Andererseits muss man sich die Frage stellen, ob man von der in Liga 2 erfolgreichen Linie abweichen und die Bundesliga defensiv gestaffelt angehen soll. Was nicht unbedingt zu einer besseren Punktausbeute führen muss. Verliert man die ersten vier Spiele jeweils mit 1:0, dann hat man zwar nur jeweils maximal einen Gegentreffer kassiert statt wie jetzt mindestens zwei pro Spiel, aber halt keinen eigenen Treffer erzielt und obendrein null Punkte.

Damit man mit diesem Spielansatz (relativ) erfolgreich sein kann, muss dann auch alles stimmen. Der Matchplan, die Form der einzelnen Spieler, die disziplinierte Umsetzung, die Einstellung. Der Gegner spielt natürlich auch eine Rolle und Glück gehört immer auch dazu. An der Einstellung liegt es jedenfalls bislang nicht, denn man hat bislang immer zurückgelegen und ist wiedergekommen. Heute hat es dann eben nicht gereicht, weil die anderen Faktoren nicht gestimmt haben.

Nicht außer acht lassen sollte man auch die individuelle Klasse und die Kaderzusammensetzung. Das defensive Mittelfeld ist ein nahezu schon chronisches Problem bei Werder. Groß ist halt ein Regionalligaspieler, der auf seine alten Fußballertage in einer Notsituation in die Bundesligaelf gerutscht ist. Manchmal macht er seine Sache äußerst zuverlässig, manchmal (so wie heute) ist er heillos überfordert. Für den jungen Gruev, die Alternative auf der Sechs, gilt das Gleiche.

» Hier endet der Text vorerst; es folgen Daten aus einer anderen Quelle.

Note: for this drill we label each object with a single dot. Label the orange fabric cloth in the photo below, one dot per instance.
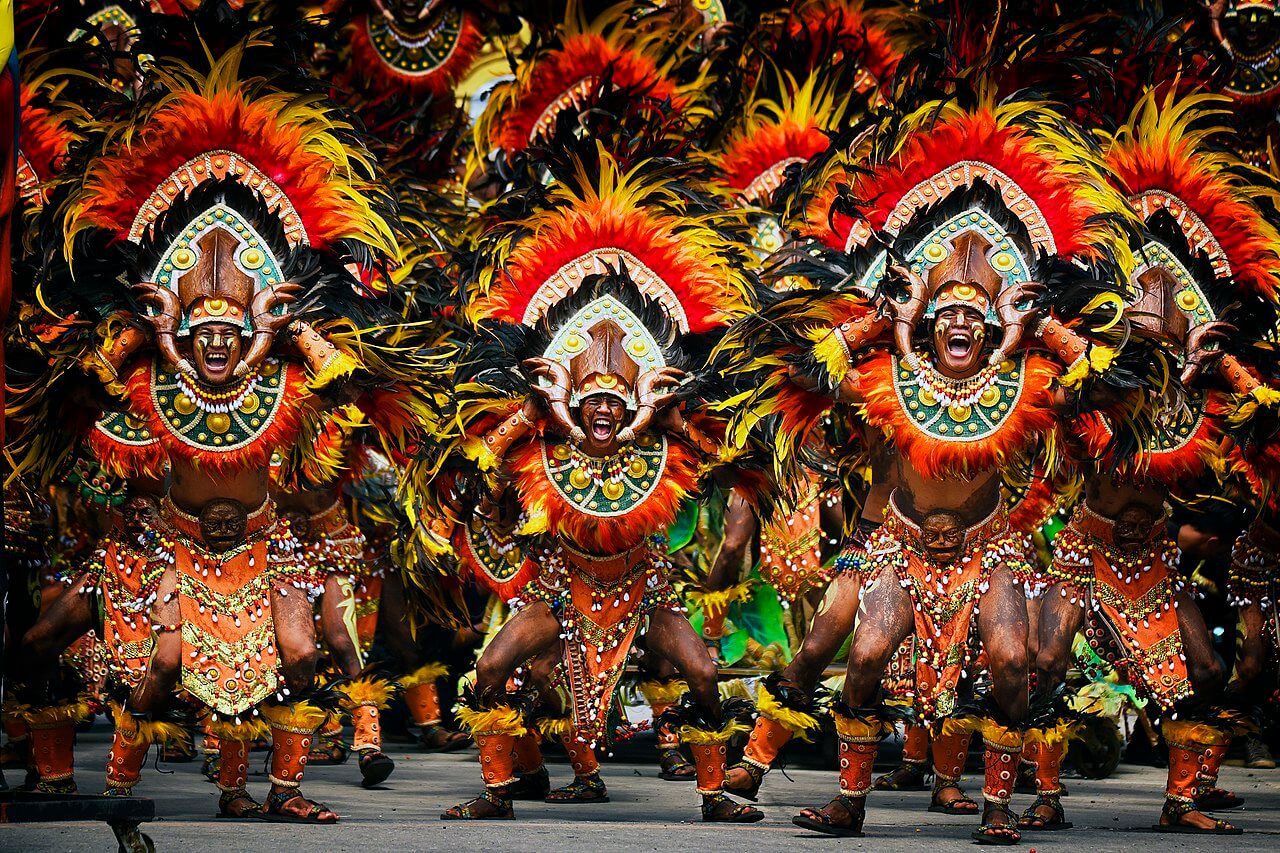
(233, 765)
(581, 757)
(528, 752)
(288, 756)
(229, 657)
(767, 739)
(369, 733)
(600, 602)
(709, 760)
(1132, 594)
(944, 597)
(53, 751)
(124, 760)
(915, 744)
(950, 752)
(497, 758)
(424, 703)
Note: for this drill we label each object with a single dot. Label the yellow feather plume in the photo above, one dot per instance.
(698, 737)
(368, 690)
(425, 674)
(497, 721)
(798, 723)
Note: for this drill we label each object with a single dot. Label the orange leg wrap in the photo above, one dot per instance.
(528, 752)
(124, 760)
(1048, 765)
(915, 746)
(949, 756)
(583, 758)
(497, 758)
(369, 731)
(666, 737)
(709, 758)
(855, 766)
(1211, 762)
(53, 752)
(767, 739)
(233, 769)
(288, 757)
(1001, 772)
(424, 705)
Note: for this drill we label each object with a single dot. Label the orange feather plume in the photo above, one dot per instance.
(604, 534)
(668, 255)
(282, 432)
(1166, 149)
(368, 71)
(1031, 419)
(295, 145)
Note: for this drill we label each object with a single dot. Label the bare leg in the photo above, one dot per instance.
(165, 666)
(295, 637)
(887, 619)
(337, 603)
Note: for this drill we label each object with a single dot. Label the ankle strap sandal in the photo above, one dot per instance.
(1175, 810)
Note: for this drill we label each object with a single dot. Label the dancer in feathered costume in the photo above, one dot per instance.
(223, 200)
(1115, 568)
(969, 217)
(611, 290)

Wenn dann die Dreierkette auch nicht funktioniert, weil der letzte Saison in der 2. Bundesliga überragende Friedl von der Rolle scheint und der sonst zuverlässige Veljković amateurhaftes Stellungsspiel zeigt, dann bekommt man halt die Hütte voll. Zumal man mit Pavlenka einen Keeper zwischen den Pfosten hat, der zwischen Topreaktionen und schwachen Leistungen schwankt. Gegen uns geht das 2:0 voll auf seine Kappe und das 1:0 verhindern in der Bundesliga so einige Keeper.

Dass Werder auf dem Transfermarkt noch einmal aktiv wird, ist eher nicht vorstellbar. Aber wer weiß. Ansonsten gilt für die Mannschaft, dass man als gesamtes Team funktionieren muss oder es geht in die Hose.